In a recent interview with the Associated Press, Phumzile Mlambo-Ngcuka, the United Nations Under-Secretary-General and executive director of U.N. Women, noted that there are fewer than 20 female heads of state, that just 22% of legislatures are female and that not a single country has reached full gender parity.
At the current rate of progress, Mlambo-Ngcuka told the Associated Press, the average woman born today will be 81 before she has as equal odds as a man to become CEO of a company, and she'll be 50 by the time the gender gap in heads of state becomes part of the past.
"Instead of becoming a norm ... there has been resistance to those rights — deadly resistance as we have seen now in the Middle East," she said, according to the Associated Press. Ever since the 1995 U.N. conference on women's rights in Beijing, Mlambo-Ngcuka said, "the sheer scale of the use of rape that we've seen post-Beijing ... I think tells us that the women's bodies are viewed not as something to respect, but as something that men have the right to control and to abuse."
In a separate statement posted on the U.N.'s website, Mlambo-Ngcuka added, "Not one single country has achieved equality. It is even more urgent than ever that we define — and stick to — a time frame [for doing so]."
"In Africa, 70% of crop production depends on women yet women still own only 2% of the land," she said in the statement. "Women need change and humanity needs change. This we can do together; women and girls, men and boys, young and old, rich and poor."
This is why International Women's Day is important. No one can plausibly argue that women don't still have a long way to go to defeat international sexism when not a single country has completely defeated gender gaps in things like pay, leadership positions or education. (Not even the Nordic countries, with the exception of Denmark, have managed to close 80% of the gender pay gap.)
In the United States, where the genders have made tremendous progress since the 1960s, the New York Times noted in 2013 women are "still paid less at every educational level and in every job category. They are less likely than men to hold jobs that offer flexibility or family-friendly benefits. When they become mothers, they face more scrutiny and prejudice on the job than fathers do."

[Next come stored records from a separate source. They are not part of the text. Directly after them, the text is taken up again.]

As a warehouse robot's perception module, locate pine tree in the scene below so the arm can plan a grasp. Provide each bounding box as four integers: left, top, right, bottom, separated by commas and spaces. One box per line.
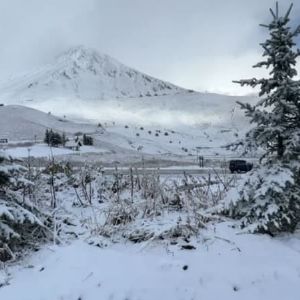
221, 3, 300, 234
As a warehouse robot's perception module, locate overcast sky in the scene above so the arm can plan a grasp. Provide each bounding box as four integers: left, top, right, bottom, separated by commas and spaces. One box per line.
0, 0, 300, 94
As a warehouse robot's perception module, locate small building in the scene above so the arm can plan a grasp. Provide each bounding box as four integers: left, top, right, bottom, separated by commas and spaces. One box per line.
65, 140, 82, 151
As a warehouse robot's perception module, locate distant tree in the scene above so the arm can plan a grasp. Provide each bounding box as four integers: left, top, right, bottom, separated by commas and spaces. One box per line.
83, 134, 94, 146
225, 3, 300, 234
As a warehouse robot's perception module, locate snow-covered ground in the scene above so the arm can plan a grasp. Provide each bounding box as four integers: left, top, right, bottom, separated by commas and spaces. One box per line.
4, 144, 107, 158
0, 222, 300, 300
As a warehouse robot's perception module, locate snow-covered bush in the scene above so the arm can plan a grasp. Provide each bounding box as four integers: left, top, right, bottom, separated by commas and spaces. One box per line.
221, 165, 299, 234
224, 3, 300, 234
0, 151, 46, 261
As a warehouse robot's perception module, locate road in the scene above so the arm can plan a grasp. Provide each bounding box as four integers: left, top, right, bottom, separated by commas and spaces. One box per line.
103, 167, 230, 175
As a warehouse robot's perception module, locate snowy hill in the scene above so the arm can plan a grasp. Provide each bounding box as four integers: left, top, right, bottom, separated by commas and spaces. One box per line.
0, 46, 186, 104
0, 105, 95, 142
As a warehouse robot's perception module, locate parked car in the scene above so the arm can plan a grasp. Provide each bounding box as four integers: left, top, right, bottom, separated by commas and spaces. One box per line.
229, 159, 253, 173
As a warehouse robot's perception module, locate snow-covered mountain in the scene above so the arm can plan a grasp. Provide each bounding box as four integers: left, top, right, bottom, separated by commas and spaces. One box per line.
0, 46, 186, 103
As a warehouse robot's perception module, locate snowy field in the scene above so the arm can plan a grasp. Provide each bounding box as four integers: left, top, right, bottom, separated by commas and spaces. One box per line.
0, 222, 300, 300
5, 144, 107, 158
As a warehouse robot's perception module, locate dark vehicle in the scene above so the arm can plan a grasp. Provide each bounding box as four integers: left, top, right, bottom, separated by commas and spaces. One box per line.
229, 159, 253, 173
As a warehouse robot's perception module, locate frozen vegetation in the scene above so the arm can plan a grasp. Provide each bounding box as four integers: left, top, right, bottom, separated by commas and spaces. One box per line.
0, 4, 300, 300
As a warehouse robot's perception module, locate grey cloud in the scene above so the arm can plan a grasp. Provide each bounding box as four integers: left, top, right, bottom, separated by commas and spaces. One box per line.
0, 0, 300, 93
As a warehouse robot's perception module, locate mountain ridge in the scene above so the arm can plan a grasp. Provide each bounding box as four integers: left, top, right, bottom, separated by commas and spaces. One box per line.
0, 46, 187, 103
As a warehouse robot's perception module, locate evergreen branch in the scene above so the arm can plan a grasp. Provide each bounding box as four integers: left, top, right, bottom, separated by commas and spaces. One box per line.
269, 8, 277, 20
284, 3, 293, 21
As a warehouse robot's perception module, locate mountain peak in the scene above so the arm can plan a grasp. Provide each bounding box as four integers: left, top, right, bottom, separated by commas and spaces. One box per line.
0, 46, 186, 101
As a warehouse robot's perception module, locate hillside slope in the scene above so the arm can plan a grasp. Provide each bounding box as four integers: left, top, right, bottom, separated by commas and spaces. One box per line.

According to the nonprofit of the same name that organizes International Women's Day, since its inception in 1908, the day has become a recognized holiday in 27 countries and is now so big that "thousands of events are held throughout the world to inspire women and celebrate achievements. A global web of rich and diverse local activity connects women from all around the world ranging from political rallies, business conferences, government activities and networking events through to local women's craft markets, theatric performances, fashion parades and more."
"Today, you are marching in the footsteps of generations of feminists," New York's first lady Chirlane McCray told a gathering of 1,000 people at U.N. headquarters, according to the Associated Press. "This march started more than a century ago, but we still have a long way to go before we get to equality."

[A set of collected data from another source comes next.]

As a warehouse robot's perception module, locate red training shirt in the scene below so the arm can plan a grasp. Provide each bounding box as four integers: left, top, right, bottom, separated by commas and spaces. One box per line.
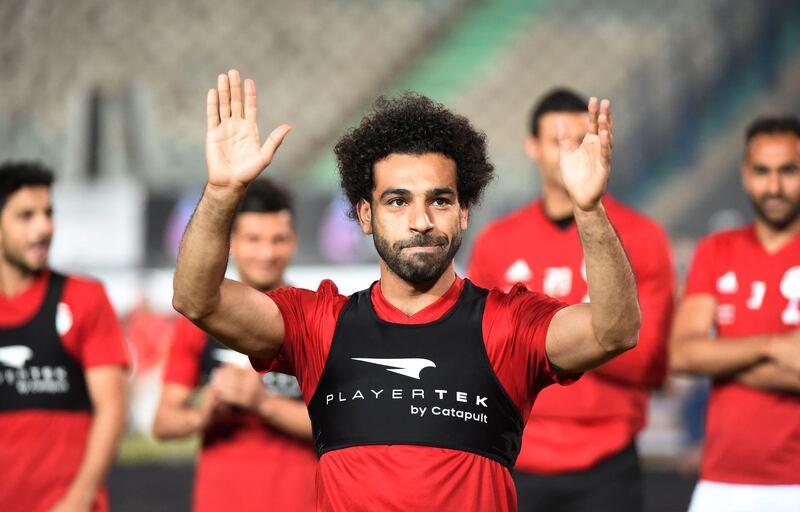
164, 317, 317, 512
686, 226, 800, 485
253, 277, 570, 512
467, 195, 674, 474
0, 271, 128, 512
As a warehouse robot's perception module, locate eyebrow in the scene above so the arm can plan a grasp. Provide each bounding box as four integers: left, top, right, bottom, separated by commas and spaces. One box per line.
381, 187, 456, 199
381, 188, 411, 199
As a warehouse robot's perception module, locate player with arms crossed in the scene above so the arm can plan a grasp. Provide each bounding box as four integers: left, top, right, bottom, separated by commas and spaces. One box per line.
670, 117, 800, 512
0, 163, 128, 512
173, 71, 640, 511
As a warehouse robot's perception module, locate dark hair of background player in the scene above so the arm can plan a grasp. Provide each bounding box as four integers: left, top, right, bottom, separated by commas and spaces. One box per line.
745, 116, 800, 142
334, 92, 494, 219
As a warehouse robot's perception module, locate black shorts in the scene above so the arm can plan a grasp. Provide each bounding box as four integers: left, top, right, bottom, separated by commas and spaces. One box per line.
513, 443, 644, 512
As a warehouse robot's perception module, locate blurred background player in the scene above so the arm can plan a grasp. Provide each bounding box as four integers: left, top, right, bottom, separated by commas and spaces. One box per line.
468, 89, 674, 511
153, 179, 316, 511
0, 163, 127, 512
670, 117, 800, 512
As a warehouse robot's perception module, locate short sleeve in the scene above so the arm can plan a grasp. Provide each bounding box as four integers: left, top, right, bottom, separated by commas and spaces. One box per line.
250, 280, 347, 398
163, 317, 208, 388
512, 285, 580, 390
62, 278, 129, 369
684, 237, 716, 296
467, 229, 496, 288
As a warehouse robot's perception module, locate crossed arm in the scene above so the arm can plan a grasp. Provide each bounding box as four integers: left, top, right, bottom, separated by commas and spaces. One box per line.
172, 70, 290, 358
670, 294, 800, 393
53, 365, 127, 512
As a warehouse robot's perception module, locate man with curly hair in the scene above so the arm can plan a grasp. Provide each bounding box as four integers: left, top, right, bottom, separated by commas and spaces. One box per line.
173, 70, 641, 511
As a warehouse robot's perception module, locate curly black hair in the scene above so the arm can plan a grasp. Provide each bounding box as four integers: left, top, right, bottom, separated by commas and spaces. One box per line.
334, 92, 494, 220
0, 161, 53, 212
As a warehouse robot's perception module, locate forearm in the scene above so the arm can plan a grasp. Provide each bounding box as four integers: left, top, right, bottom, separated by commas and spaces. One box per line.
575, 204, 641, 351
65, 401, 126, 508
258, 395, 312, 441
734, 362, 800, 393
172, 185, 245, 321
670, 336, 770, 377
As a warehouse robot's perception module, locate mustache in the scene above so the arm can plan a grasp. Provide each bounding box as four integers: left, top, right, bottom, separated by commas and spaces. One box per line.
758, 194, 789, 203
394, 233, 448, 251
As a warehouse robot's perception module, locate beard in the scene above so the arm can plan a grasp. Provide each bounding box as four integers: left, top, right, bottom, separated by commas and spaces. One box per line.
372, 224, 461, 284
750, 195, 800, 231
0, 247, 44, 275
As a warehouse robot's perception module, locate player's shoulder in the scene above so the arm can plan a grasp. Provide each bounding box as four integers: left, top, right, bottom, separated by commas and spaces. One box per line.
274, 279, 344, 298
697, 225, 753, 250
59, 271, 107, 303
479, 199, 539, 242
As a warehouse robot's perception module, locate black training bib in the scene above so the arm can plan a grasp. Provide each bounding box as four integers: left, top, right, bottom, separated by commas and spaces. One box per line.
0, 272, 92, 412
308, 280, 524, 469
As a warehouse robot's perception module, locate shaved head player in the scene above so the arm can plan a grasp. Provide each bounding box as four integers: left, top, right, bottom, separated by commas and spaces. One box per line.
173, 71, 641, 512
670, 117, 800, 512
153, 179, 317, 512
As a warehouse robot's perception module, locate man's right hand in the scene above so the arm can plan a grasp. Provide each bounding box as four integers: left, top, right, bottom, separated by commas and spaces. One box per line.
206, 69, 291, 189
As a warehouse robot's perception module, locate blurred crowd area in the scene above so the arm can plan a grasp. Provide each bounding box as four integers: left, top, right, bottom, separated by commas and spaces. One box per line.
0, 0, 800, 480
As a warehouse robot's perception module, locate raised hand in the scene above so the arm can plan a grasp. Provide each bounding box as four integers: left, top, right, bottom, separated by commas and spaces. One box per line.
206, 69, 291, 187
558, 97, 614, 211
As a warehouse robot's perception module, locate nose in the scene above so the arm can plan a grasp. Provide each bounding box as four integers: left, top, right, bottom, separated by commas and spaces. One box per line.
411, 202, 433, 233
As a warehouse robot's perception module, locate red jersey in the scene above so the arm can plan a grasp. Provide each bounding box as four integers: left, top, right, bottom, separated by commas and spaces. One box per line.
0, 272, 128, 512
686, 226, 800, 485
164, 317, 317, 512
253, 277, 570, 512
467, 196, 674, 474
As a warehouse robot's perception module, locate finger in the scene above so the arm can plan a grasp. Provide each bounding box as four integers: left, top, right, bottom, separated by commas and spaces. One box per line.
600, 100, 614, 133
206, 89, 219, 131
244, 78, 257, 123
589, 96, 597, 135
261, 124, 292, 164
217, 74, 231, 121
228, 69, 242, 118
599, 130, 612, 169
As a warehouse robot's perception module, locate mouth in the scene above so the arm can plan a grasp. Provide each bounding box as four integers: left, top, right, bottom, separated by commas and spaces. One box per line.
29, 240, 50, 256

This kind of solidarity for women is exceptionally important. The key strength that enabled women in many countries to make social progress in the last century has been their ability to work together and build movements for change. As actress Emma Watson recently said in a live Q&A session on Facebook, "We're never, ever, ever going to be able to fly as high unless we're both in support of each other."
"It's not about men saving women, and I think that's a misunderstanding," Watson said. "Women are already in the club. We're already in the club because it's our movement. It's not a men's club. It's an equality club for both genders."
"If you stand for equality, then you're a feminist," said Watson. "Sorry to tell you, you're a feminist."